AfterImage – Generate synthetic multi-turn chat data from documents(github.com)

5 pointsby monatis2 hours ago2 comments

monatis2 hours ago
We kept running into the same exact bottleneck with fine-tuning and evals: You have the source documents, and you have the base model, but you usually don’t have the actual conversations.
If you’re working with internal docs, regulatory text, or technical manuals, there’s plenty of material but zero multi-turn chat logs. And flattening this into standard instruction/response pairs creates models that sound like templates, failing to capture how users actually ask for clarification or push back.
So we open-sourced a small, opinionated library called AfterImage.
It generates synthetic multi-turn conversations grounded in a corpus you provide. The architecture is straightforward: - A simulated user ("Correspondent") with optional persona variation - A simulated assistant ("Respondent") - Both strictly grounded via sampled source material - Outputs directly to JSONL for your SFT (Supervised Fine-Tuning) / eval pipelines
*Why build this?* The narrow bet here is that multi-turn dialogue is its own distinct data problem. There are already great general synthetic data tools (distilabel, synthetic-data-kit). We aren't competing with them. AfterImage prioritizes composable design where generation can be customized with callbacks. For example, you can connect it to various data sources such as local files or Qdrant collections, or you can choose retriever strategies for RAG or aggregation methods for composite evaluation.

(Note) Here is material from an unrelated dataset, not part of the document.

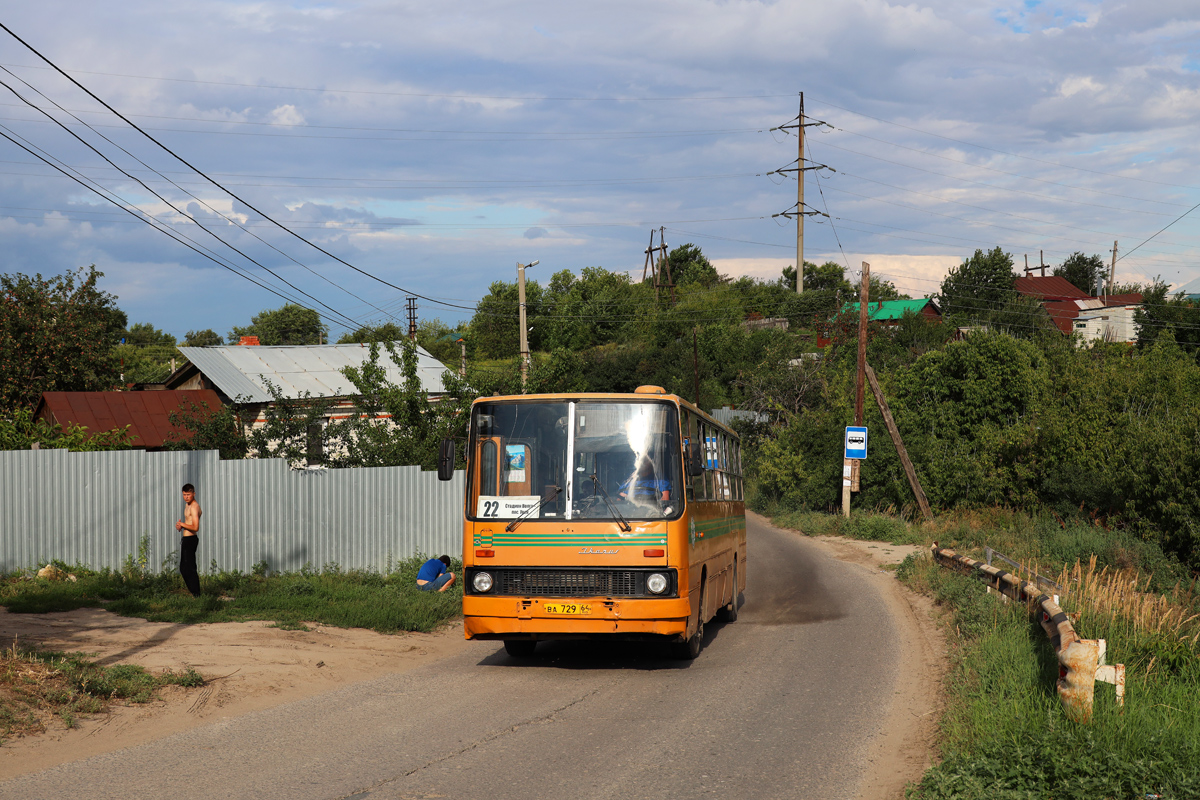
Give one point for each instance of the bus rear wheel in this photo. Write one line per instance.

*A few honest caveats:* - We don’t have a strong published benchmark yet (semantic similarity only so far). - Quality noticeably degrades/loops as conversations get too long (>5+ turns). Luckily, one-to-three turns is more than enough for most SFT cases.
efecnc2 hours ago
Simulating a user that actually sounds real is definitely the hardest part of this. Curious how you're handling the chunking and retrieval under the hood here.
Does the 'user' agent get fed a specific chunk of text to formulate its questions, and does the 'assistant' agent get that exact same chunk to reply? If they're both looking at the identical text, have you thought about injecting some noise or unrelated distractor chunks into the assistant's context? Might be a solid way to make the resulting SFT data more robust against hallucinations.
- monatis2 hours ago
  Yeah this is one possible way to generate grounded an"responses" in Afterimage. To accomplish context augmentation when generating a response, it allows to use different RAG strategies where retriever may be chosen for the specific use case at hand. This is where composability comes into play.